Reminds me of some recent ethnographic work with consumers about food and groceries. Without revealing anything confidential, I think I can mention that I was surprised by how strong the grocery store brand was in conveying positive meaning about food choices. Far stronger than any indvidual food producer brand. Perhaps an analogy for HBO (the place you get Sopranos and Six Feet Under). Perhaps not.

looking forward, looking backward

You can’t look forward without looking backwards. LukeW writes about Web2.0 – a buzzword that some will be sick of already while others have certainly never heard before. Luke’s soundbites are likely only to confuse those outside the geekstream, but I’ll say that to me it refers to (and maybe this is obvious) the next era or (ulp) paradigm shift in dot-com companies.
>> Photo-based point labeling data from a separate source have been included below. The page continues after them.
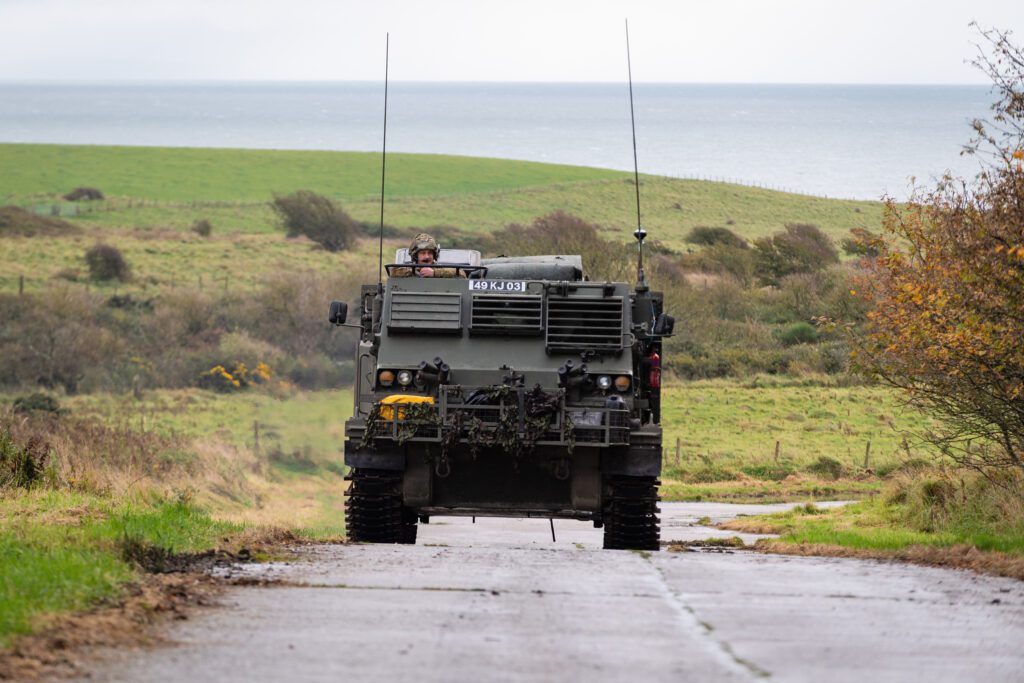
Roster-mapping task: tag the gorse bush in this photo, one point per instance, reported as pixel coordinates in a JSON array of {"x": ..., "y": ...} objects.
[
  {"x": 317, "y": 217},
  {"x": 107, "y": 262},
  {"x": 947, "y": 315}
]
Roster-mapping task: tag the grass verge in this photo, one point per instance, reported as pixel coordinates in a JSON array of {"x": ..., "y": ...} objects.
[
  {"x": 62, "y": 551},
  {"x": 935, "y": 517}
]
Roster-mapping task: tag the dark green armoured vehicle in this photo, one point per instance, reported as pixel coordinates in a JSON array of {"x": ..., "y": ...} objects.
[{"x": 517, "y": 389}]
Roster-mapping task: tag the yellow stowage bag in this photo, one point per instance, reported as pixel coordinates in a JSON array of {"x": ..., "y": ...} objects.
[{"x": 387, "y": 412}]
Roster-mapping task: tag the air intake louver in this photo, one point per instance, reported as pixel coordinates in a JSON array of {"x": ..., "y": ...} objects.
[
  {"x": 418, "y": 311},
  {"x": 579, "y": 324},
  {"x": 504, "y": 314}
]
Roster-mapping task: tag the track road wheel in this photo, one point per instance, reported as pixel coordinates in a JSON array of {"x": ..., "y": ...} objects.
[
  {"x": 631, "y": 513},
  {"x": 374, "y": 512}
]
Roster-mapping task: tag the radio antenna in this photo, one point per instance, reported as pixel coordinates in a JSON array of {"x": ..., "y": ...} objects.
[
  {"x": 380, "y": 252},
  {"x": 640, "y": 233}
]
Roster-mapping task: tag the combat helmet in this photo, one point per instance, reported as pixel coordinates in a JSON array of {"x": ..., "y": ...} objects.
[{"x": 423, "y": 242}]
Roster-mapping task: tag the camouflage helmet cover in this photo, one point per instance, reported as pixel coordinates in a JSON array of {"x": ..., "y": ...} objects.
[{"x": 423, "y": 242}]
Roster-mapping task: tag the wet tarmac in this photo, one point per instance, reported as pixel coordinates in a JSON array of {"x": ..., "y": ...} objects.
[{"x": 497, "y": 600}]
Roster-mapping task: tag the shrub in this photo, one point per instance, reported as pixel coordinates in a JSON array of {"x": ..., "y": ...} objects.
[
  {"x": 948, "y": 315},
  {"x": 800, "y": 248},
  {"x": 37, "y": 402},
  {"x": 20, "y": 466},
  {"x": 84, "y": 194},
  {"x": 799, "y": 333},
  {"x": 241, "y": 377},
  {"x": 317, "y": 217},
  {"x": 107, "y": 262},
  {"x": 826, "y": 467},
  {"x": 860, "y": 243},
  {"x": 202, "y": 227},
  {"x": 702, "y": 235}
]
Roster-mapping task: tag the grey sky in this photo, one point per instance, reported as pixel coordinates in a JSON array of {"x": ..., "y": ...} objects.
[{"x": 738, "y": 41}]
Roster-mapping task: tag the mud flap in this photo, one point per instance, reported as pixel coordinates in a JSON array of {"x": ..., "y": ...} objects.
[
  {"x": 418, "y": 483},
  {"x": 638, "y": 461},
  {"x": 376, "y": 460}
]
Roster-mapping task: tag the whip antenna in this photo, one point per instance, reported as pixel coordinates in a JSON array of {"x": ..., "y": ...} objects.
[
  {"x": 640, "y": 233},
  {"x": 380, "y": 252}
]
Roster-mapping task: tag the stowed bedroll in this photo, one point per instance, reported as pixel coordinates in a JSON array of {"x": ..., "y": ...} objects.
[{"x": 516, "y": 388}]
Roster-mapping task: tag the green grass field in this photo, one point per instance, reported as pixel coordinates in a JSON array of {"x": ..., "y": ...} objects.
[
  {"x": 735, "y": 426},
  {"x": 62, "y": 551},
  {"x": 156, "y": 194},
  {"x": 164, "y": 186}
]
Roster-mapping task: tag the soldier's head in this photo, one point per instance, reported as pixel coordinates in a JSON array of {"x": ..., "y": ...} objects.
[{"x": 424, "y": 249}]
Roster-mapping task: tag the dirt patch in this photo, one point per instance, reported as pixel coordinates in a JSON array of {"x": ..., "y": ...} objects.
[
  {"x": 17, "y": 221},
  {"x": 957, "y": 557},
  {"x": 752, "y": 525},
  {"x": 61, "y": 646},
  {"x": 170, "y": 587},
  {"x": 731, "y": 543}
]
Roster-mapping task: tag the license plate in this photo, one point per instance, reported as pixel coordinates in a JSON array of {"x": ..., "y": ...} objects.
[{"x": 497, "y": 286}]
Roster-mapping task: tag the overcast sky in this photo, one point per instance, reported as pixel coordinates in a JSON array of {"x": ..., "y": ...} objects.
[{"x": 722, "y": 41}]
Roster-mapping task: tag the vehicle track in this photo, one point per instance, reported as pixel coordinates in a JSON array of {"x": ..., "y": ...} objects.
[{"x": 498, "y": 600}]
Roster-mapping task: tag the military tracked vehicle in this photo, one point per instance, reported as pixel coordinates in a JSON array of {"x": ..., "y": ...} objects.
[{"x": 519, "y": 388}]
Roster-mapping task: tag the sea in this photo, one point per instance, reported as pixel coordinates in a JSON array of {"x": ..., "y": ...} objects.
[{"x": 853, "y": 141}]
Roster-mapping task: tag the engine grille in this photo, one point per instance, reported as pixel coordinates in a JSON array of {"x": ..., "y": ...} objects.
[
  {"x": 421, "y": 311},
  {"x": 578, "y": 324},
  {"x": 497, "y": 313}
]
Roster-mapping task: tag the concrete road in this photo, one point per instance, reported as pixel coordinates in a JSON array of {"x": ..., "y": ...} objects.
[{"x": 498, "y": 600}]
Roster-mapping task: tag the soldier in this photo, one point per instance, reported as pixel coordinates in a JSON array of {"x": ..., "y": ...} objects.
[{"x": 424, "y": 251}]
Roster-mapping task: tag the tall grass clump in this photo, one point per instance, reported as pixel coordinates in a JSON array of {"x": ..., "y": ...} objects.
[{"x": 986, "y": 508}]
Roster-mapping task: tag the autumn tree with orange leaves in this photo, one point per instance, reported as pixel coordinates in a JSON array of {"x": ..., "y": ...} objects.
[{"x": 947, "y": 288}]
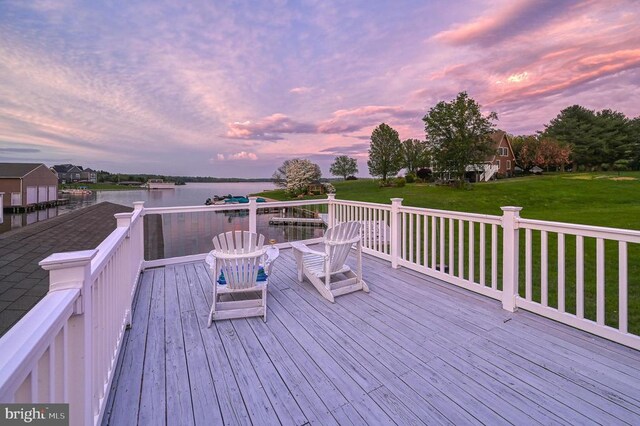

I suspect this meme is connected to the story about Silicon Valley being “back” (in terms of VC money, IPOs, new companies, jobs, and just general dot-com-type excitement).

An important and timely companion to thinking ahead is to look at where we’ve been. Kevin Kelly, writing in Wired, looks back at 10 years of the Internet in We Are The Web. Elsewhere in that issue is an excellent timeline that ironically doesn’t seem to be available online.

Wired immune to PR

In this Wired piece on Beck Steve Silberman writes “If you feel like you’ve been hearing about Beck’s new album everywhere lately, you probably have. Like most major-label hits, Guero’s ubiquity is the result of a carefully calibrated PR campaign that began long before the CD’s street date. But Beck and his label, Interscope, went way beyond the norm, supplementing the usual onslaught of TV, radio, and print marketing with a cross-platform blitz of iTunes exclusives, downloadable videos, and releases catering to digital consumers. This includes a deluxe CD/DVD-Audio package featuring a 5.1-surround mix and visuals you can control with your DVD player’s remote.”

Seems like he’s confusing PR with marketing and with product. PR is what got this piece written. We’re hearing about Beck right as we read the article. In a print publication. There’ll probably be a piece in the New Yorker, next weekend’s Sunday NYT, something on NPR, and of course Rolling Stone magazine and beyond. That doesn’t happen because of marketing – marketing helps create consumer awareness. The articles appear not because the journos are savvy and are tracking what’s hot, but because PR flack calls or emails or faxes to the right people at the publication and “sells” them on the idea of writing about it.

And Silberman knows that; he’s a professional journalist (ipso facto; he’s being published in Wired), so why this disingenous reporting on the technological innovation in product delivery and marketing under the label of PR? I guess it positions Wired as being immune to the machincations of the companies for whom they (and all of the media, including the “public” or “indie” media) willingly shills; rather we imagine Wired as investigative and cutting-edge. Which is of course, bullshit.